En este punto, el director, que ha insistido en que la improvisación se siga a toda costa pero dentro de unas escenas previstas, es expulsado de la sala, cuando los actores han decidido que si hay que improvisar a toda costa, es necesario entonces vivir el papel, y que esa vivencia puede llegar a transgredir cualquier planificación.

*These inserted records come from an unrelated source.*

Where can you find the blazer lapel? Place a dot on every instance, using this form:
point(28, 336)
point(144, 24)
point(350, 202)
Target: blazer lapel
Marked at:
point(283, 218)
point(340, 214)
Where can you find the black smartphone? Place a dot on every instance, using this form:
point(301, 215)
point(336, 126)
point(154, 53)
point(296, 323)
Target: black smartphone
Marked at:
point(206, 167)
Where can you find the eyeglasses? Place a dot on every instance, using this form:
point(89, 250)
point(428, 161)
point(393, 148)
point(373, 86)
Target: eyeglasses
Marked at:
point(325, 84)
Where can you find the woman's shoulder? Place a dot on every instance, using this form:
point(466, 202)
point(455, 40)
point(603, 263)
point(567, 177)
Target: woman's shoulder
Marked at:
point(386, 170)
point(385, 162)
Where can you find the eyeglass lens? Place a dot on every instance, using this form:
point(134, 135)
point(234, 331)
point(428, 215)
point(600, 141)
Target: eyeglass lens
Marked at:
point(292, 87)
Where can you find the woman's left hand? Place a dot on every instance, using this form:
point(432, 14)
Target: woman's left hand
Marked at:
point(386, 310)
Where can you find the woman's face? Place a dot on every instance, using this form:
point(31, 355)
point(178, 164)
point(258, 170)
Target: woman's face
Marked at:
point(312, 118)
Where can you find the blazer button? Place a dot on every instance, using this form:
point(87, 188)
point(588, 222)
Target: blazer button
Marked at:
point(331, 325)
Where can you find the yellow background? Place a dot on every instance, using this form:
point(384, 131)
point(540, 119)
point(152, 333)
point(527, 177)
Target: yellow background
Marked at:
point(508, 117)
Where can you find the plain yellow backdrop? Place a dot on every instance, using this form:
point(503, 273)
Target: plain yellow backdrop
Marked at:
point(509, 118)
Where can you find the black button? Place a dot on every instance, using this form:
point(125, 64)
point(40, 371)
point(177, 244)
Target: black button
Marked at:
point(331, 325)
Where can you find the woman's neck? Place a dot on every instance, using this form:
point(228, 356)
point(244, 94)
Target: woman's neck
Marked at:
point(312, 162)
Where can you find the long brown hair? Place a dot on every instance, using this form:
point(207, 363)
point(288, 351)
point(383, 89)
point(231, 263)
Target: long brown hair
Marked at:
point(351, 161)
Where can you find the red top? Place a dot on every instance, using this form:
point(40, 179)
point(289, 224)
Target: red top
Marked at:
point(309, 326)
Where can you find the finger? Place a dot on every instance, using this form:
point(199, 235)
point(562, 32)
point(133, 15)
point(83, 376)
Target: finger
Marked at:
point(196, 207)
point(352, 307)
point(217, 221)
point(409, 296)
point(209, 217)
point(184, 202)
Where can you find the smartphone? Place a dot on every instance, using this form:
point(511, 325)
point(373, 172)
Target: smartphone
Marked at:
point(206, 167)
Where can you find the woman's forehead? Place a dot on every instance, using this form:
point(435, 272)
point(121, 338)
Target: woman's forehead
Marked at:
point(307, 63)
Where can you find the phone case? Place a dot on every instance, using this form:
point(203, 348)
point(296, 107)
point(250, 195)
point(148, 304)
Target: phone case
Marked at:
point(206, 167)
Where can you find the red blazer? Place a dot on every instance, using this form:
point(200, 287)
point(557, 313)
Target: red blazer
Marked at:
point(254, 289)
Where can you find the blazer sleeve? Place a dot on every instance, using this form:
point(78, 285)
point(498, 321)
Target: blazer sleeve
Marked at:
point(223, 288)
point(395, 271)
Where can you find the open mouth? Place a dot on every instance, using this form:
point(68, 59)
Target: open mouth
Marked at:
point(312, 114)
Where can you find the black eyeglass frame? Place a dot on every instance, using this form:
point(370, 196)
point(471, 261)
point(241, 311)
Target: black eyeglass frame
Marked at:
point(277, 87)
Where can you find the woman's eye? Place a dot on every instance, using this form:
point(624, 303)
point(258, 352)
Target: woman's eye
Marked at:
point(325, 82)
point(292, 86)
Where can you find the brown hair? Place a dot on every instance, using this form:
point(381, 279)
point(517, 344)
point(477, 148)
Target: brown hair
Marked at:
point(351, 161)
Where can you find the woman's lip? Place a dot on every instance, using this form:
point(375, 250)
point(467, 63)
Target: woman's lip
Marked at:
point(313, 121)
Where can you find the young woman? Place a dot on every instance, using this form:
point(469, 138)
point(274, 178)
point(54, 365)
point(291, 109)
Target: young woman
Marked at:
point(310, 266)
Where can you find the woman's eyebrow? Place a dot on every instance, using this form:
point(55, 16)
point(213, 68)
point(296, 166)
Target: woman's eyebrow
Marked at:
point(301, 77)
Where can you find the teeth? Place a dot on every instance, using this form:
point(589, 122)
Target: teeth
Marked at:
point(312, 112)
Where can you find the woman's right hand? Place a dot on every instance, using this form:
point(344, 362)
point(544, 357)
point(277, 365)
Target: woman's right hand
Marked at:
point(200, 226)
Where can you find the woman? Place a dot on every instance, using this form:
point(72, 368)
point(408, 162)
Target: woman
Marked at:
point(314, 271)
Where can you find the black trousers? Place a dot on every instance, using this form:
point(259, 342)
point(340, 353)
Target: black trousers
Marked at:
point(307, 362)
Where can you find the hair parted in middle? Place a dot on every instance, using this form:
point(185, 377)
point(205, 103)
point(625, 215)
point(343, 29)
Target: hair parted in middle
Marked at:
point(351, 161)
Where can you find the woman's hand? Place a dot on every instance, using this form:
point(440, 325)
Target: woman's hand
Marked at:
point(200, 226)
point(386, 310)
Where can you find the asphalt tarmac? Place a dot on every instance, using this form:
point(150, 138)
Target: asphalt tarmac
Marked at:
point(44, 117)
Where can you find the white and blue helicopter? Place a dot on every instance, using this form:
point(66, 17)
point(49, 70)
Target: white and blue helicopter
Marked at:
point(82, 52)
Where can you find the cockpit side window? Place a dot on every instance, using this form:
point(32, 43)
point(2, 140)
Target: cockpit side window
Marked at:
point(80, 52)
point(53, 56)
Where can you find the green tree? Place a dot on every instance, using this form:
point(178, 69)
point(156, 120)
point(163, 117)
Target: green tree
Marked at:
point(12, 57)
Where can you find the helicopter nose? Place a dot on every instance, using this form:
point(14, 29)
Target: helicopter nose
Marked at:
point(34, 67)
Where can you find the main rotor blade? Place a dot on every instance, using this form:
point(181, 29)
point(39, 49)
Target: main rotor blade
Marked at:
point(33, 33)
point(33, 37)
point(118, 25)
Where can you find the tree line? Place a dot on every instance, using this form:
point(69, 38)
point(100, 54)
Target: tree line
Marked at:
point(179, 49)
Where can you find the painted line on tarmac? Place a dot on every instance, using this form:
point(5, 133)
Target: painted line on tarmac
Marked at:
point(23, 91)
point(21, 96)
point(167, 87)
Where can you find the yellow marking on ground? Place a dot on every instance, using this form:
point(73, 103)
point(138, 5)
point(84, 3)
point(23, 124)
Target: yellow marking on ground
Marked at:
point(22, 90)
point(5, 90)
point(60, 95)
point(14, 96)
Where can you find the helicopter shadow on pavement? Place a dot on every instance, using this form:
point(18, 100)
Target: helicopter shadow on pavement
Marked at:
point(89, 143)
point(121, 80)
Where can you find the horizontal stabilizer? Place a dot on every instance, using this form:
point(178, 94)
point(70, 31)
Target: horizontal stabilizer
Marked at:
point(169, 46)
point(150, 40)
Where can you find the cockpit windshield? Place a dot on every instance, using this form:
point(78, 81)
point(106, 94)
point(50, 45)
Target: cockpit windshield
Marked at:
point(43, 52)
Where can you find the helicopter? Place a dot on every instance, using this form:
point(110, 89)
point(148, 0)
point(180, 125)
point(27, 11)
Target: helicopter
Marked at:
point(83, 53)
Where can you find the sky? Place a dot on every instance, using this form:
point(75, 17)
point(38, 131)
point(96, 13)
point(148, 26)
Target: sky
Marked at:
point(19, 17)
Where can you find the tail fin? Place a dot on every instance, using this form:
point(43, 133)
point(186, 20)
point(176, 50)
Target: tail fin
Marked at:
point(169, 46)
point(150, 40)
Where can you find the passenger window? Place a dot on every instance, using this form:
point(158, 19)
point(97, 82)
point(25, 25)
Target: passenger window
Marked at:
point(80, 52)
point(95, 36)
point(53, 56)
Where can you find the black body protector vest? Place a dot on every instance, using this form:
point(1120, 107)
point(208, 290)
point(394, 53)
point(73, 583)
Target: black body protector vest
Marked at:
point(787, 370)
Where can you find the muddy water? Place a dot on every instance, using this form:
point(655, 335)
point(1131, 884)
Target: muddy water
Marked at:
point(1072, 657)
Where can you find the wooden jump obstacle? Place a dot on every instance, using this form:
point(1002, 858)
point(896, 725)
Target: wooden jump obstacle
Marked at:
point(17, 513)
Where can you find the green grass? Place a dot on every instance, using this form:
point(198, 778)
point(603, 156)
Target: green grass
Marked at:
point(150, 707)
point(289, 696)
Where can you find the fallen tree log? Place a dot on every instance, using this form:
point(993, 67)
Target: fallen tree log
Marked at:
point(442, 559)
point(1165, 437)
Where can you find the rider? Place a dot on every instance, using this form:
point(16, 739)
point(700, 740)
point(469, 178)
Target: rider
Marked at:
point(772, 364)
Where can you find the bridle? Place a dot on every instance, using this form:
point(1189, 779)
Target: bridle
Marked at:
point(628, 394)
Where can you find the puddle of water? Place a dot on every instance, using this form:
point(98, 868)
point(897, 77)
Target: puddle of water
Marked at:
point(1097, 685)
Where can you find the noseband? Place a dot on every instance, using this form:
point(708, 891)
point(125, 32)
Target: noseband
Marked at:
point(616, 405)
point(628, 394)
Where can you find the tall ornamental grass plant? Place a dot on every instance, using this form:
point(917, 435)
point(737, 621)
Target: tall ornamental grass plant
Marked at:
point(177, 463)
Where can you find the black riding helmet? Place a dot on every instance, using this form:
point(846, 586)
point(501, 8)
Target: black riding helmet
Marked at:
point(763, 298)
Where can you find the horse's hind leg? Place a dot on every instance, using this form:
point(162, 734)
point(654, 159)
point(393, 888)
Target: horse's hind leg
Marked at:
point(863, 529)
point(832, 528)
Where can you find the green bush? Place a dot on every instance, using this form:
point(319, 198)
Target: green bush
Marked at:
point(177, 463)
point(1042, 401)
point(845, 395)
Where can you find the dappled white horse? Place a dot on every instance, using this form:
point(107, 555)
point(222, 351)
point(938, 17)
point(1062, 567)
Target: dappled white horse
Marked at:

Es un cúmulo de reflexiones las que se viven en este representar: lo prescindible del autor, y en cambio lo necesario de su actuación para mantener bajo control la exuberancia que los sentimientos de la interpretación pueden derivar; el conflicto de autoría entre el dramaturgo, el escritor y los actores; la superación del artificio por la naturalidad; la antítesis entre forma y vida; el extremo peligro de la exaltación de los sentimientos frente al texto frío; la mutabilidad de cualquier representación teatral dependiente de sus actores; hasta la historia que se representa, y que puede parecer mera anécdota frente a la que se le superpone creada por los actores, el director y el texto (o la falta de él) del autor, no es sino un reflejo más, en este juego de espejos, a veces deformante, de los auténticos motivos de la obra, en la que no faltan el drama, los momentos de comedia, el debate y el absurdo.